By default, by QoS limits, a job can not use more than 384 cores (max CPU per job).
However, for the `merlin-long`, this is even more restricted: there is an extra limit of 4 dedicated nodes for this partion. This is defined
at the partition level, and will overwrite any QoS limit as long as this is more restrictive.

### Per user limits for CPU partitions

No user limits apply by QoS. For the **`merlin`** partition, a single user could fill the whole batch system with jobs (however, the restriction is at the job size, as explained above).
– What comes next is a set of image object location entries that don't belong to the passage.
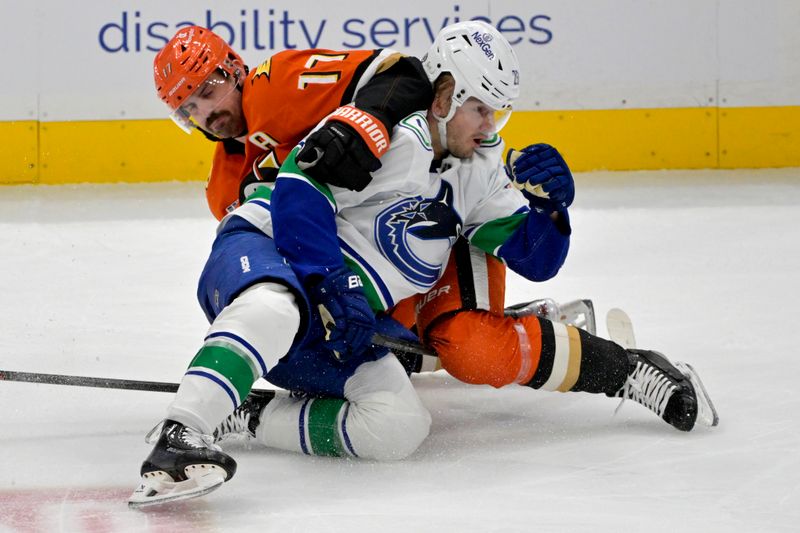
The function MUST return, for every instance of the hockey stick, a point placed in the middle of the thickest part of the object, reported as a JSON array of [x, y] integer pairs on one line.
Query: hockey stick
[[398, 345], [86, 381]]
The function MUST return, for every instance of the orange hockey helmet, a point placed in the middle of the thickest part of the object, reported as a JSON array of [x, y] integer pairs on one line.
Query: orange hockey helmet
[[186, 61]]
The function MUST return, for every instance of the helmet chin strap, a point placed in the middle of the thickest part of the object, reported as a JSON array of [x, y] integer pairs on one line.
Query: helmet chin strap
[[441, 124]]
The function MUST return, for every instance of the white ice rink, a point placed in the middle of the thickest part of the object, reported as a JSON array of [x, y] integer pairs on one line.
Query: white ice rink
[[100, 280]]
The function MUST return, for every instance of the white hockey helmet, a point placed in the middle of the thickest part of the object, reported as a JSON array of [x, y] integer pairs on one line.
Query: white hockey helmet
[[482, 63]]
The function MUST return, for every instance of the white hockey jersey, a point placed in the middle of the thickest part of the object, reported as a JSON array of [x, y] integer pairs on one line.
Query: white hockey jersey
[[397, 233]]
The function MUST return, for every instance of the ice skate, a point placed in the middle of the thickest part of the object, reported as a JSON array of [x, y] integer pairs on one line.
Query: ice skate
[[183, 464], [578, 313], [674, 392], [242, 423]]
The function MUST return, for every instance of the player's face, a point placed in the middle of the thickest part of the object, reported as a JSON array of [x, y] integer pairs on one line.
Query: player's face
[[216, 107], [472, 123]]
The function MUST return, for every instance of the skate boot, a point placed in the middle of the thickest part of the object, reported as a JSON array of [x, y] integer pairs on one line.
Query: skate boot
[[674, 392], [242, 423], [578, 313], [183, 464]]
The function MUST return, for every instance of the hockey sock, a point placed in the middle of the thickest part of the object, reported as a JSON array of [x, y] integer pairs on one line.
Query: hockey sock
[[574, 360]]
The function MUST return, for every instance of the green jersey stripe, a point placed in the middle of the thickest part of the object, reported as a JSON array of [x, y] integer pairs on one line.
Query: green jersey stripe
[[491, 235], [323, 427], [289, 169], [230, 365], [241, 351]]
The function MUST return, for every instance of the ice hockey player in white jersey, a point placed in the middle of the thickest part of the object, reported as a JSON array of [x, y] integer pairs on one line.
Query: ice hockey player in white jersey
[[296, 275]]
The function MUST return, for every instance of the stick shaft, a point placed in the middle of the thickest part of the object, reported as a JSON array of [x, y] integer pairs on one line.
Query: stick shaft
[[158, 386]]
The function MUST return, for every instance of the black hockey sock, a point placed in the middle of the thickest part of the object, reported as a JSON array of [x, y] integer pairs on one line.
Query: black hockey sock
[[578, 361]]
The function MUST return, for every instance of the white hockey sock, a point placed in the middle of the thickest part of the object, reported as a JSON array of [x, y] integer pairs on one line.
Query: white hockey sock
[[246, 339], [381, 418]]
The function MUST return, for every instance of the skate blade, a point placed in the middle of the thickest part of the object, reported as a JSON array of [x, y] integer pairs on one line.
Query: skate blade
[[706, 413], [158, 491]]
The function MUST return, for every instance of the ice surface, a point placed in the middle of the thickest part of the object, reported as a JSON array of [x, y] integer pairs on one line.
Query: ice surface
[[99, 280]]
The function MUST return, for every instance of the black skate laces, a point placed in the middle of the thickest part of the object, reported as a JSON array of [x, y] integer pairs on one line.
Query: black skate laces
[[190, 437]]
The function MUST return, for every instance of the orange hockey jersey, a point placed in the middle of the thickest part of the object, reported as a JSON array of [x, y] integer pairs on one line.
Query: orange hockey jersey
[[284, 98]]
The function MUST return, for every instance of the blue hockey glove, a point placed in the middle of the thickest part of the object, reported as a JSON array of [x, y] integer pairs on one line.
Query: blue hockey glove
[[346, 315], [542, 175]]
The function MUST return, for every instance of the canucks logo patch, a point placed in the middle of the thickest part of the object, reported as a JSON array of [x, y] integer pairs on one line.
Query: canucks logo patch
[[416, 235]]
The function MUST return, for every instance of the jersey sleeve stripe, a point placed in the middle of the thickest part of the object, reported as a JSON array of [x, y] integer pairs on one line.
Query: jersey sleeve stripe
[[493, 234]]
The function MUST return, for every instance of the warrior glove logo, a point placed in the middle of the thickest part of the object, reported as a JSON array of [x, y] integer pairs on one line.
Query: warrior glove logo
[[416, 235]]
For the **`merlin-limit`** partition, the 4 node limitation still applies.

## Advanced Slurm configuration

Clusters at PSI use the [Slurm Workload Manager](http://slurm.schedmd.com/) as the batch system technology for managing and scheduling jobs.
Slurm has been installed in a **multi-clustered** configuration, allowing to integrate multiple clusters in the same batch system.

For understanding the Slurm configuration setup in the cluster, sometimes may be useful to check the following files:

* ``/etc/slurm/slurm.conf`` - can be found in the login nodes and computing nodes.
* ``/etc/slurm/gres.conf`` - can be found in the GPU nodes, is also propgated to login nodes and computing nodes for user read access.
* ``/etc/slurm/cgroup.conf`` - can be found in the computing nodes, is also propagated to login nodes for user read access.

The previous configuration files which can be found in the login nodes, correspond exclusively to the **merlin6** cluster configuration files.
Configuration files for the old **merlin5** cluster or for the **gmerlin6** cluster must be checked directly on any of the **merlin5** or **gmerlin6** computing nodes (in example, by login in to one of the nodes while a job or an active allocation is running).